Hanna flicked off the TV fast, experiencing the dizzy feeling she got when she knew she was going to puke. She fled to the bathroom and leaned over the bowl until the queasiness passed. Then she felt for her phone in her pocket. She had to fix this for her dad. His voters needed to understand that this wasn’t her fault. He needed to understand it, too.
The doorbell rang. Dot scampered toward it, barking hysterically. Hanna stood up and trudged down the hall. A shape moved through the opaque sidelight, and she worried for a moment it might be the cops coming to take her to Jamaica now. Maybe her dad had arranged to get her out of the country early.
But it was just Mike. “Your final exam, madam,” he offered, pushing an envelope into her hands.
Hanna stared at it. Honors Calculus it said at the top.
“You have two hours,” Mike said, glancing at his watch. “And they’re even letting me be your proctor. Do you want to start now?”

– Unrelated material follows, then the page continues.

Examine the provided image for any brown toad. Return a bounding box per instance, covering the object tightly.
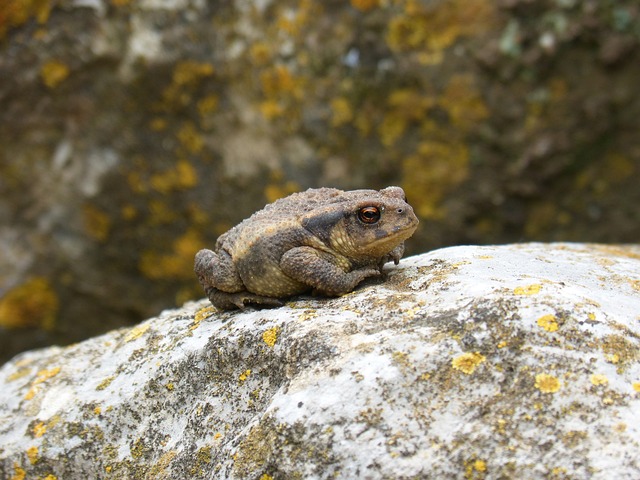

Hanna suddenly felt exhausted. When was she ever going to use calculus—especially if she was in prison? “Let’s do it later,” she said, placing the envelope on the side table in the foyer. “I need a favor.”
“Anything,” Mike said automatically.
“I need to go to my father’s campaign office. Now.”
Mike’s eyes darted back and forth. “Are you sure that’s a good idea? I thought you weren’t allowed to leave the house.”
Hanna glared at him. “You said anything.”